# Laymor DigMaster Hyd Oil..?



## WinnieCouple (Jul 29, 2011)

I'm fixing a buddies little backhoe while he's out of town. One of the MANY hyd lines under the belly is leaking a LOT.

I have been looking all night for the right Hydraulic Oil (type/grade/weight...) 
for this Laymor DigMaster, hydrostatic drive. 

Any suggestions for my location (Central Texas), light to medium duty... Hyd Oil.?

Thanks


----------



## WinnieCouple (Jul 29, 2011)

My local Case dealer hooked me up...
Got her running and took it out for some stump digging... 
Tree stumps have no chance against a backhoe, even a SMALL backhoe...!!!


----------



## Country Boy (Mar 18, 2010)

Glad to hear you got it going! Have fun with the toy while you have it!


----------



## WinnieCouple (Jul 29, 2011)

Country Boy said:


> Glad to hear you got it going! Have fun with the toy while you have it!


Yep, three GIANT tree stumps taken care of (and a few little ones)....
I just hope I dont BREAK it.....


----------



## Country Boy (Mar 18, 2010)

Its amazing what a backhoe, even a small one, can do. We just removed a tree line here on the farm, and I thought the hi-hoe that the excavator brought in to pull the stumps would have troubles with them because the trees were up to 20" across. Boy, was I wrong. He had about 1/4 mile of stumps pulled in under 3 hours.


----------



## billylewis1980 (Feb 27, 2012)

I have ISEKI tractor i need help on. Ok here what it doing the bucket will go up and down but it wont roll back and forward and 3 point hook up won't go up and down. And I put hydrolic fluid in it could it be the wrong fluid?


----------



## WinnieCouple (Jul 29, 2011)

billylewis1980 said:


> I have ISEKI tractor i need help on. Ok here what it doing the bucket will go up and down but it wont roll back and forward and 3 point hook up won't go up and down. And I put hydrolic fluid in it could it be the wrong fluid?

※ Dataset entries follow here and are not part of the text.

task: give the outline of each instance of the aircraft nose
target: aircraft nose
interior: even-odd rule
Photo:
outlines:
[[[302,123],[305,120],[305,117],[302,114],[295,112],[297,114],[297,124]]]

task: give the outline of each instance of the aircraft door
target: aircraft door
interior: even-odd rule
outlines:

Not sure what it could be, its all off the same system, so it could be a valve issue, or any number of things, how long has it been since it worked last? You could have a transport catch engauged, could be a fluid or filter issue, or a seal.... check fluid levels, look for leaks.
Let it warm up and cycle the joysticks and see if you can get it moving.
Does it have a loader? Does it work right?
Three point hoes can be very dangerous, I'm not sure if it should move up and down as that moves all the geometry of the hoe... you should have a brace that goes from the lowers to the top link that keeps it from moving. 
You should be using Hydraulic OIL, is it hydrostatic drive?

Hopefully someone here knows more about your machine. Good luck, be careful..!!


----------



## WinnieCouple (Jul 29, 2011)

Country Boy said:


> Its amazing what a backhoe, even a small one, can do. We just removed a tree line here on the farm, and I thought the hi-hoe that the excavator brought in to pull the stumps would have troubles with them because the trees were up to 20" across. Boy, was I wrong. He had about 1/4 mile of stumps pulled in under 3 hours.

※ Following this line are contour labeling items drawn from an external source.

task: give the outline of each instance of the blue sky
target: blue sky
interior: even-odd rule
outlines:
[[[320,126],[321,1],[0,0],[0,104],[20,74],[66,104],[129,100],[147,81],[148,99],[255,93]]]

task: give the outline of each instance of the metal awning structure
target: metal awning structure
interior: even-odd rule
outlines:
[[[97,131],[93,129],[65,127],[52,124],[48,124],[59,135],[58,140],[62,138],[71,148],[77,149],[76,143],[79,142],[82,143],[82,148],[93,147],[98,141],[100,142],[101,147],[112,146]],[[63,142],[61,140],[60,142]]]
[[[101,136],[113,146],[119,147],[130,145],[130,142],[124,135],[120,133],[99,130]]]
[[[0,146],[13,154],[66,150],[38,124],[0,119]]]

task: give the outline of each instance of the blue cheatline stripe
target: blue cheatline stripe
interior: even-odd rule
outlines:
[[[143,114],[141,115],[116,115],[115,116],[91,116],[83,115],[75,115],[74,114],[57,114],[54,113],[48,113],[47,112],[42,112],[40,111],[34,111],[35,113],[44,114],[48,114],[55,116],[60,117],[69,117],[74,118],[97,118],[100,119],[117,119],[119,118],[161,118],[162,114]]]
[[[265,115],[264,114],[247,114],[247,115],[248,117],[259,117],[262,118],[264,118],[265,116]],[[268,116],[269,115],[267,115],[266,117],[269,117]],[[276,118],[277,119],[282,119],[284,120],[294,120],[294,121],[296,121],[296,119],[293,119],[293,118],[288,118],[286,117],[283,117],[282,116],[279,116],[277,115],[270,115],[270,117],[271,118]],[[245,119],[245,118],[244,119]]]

Its all about getting the roots to break and getting some leverage on them....
I left my stumps about 4-5' tall so I could push and pull on them, without the top of the tree being over me. 

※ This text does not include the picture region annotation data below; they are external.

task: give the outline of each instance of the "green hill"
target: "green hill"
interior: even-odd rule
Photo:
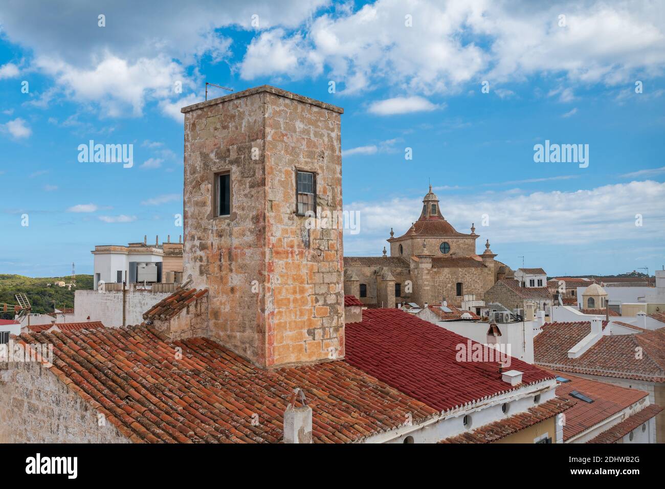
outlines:
[[[58,309],[73,307],[76,290],[92,289],[92,275],[77,275],[75,279],[76,285],[70,290],[67,287],[58,287],[55,283],[63,281],[69,283],[71,275],[32,278],[21,275],[0,274],[0,303],[16,304],[14,295],[18,292],[23,292],[33,306],[33,313],[53,312],[54,302]],[[13,313],[3,313],[0,311],[0,318],[13,319]]]

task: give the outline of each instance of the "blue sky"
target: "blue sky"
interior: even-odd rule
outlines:
[[[0,6],[0,273],[90,273],[95,245],[177,240],[180,108],[206,81],[344,108],[344,208],[360,213],[347,255],[380,255],[431,181],[444,216],[474,222],[477,251],[489,239],[513,268],[522,255],[553,275],[665,264],[655,2],[31,3]],[[79,162],[90,140],[133,144],[134,166]],[[588,167],[535,162],[545,140],[588,144]]]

Digging after a good soaking rain, makes it easier to get them out.


----------



## DiggerUSAF (May 27, 2018)

WinnieCouple said:


> I'm fixing a buddies little backhoe while he's out of town. One of the MANY hyd lines under the belly is leaking a LOT.
> 
> I have been looking all night for the right Hydraulic Oil (type/grade/weight...)
> for this Laymor DigMaster, hydrostatic drive.
> ...


What hydraulic fluid did your Laymor (Waldon) Digmaster LB30 take as referenced by your buddy at case?


----------



## Bedrock (8 mo ago)

DiggerUSAF said:


> What hydraulic fluid did your Laymor (Waldon) Digmaster LB30 take as referenced by your buddy at case?


says 30 weight normal engine oil right on the tank. Trans and cylinders use same reservoir. Could use a little thicker or thinner if in extreme temps.


----------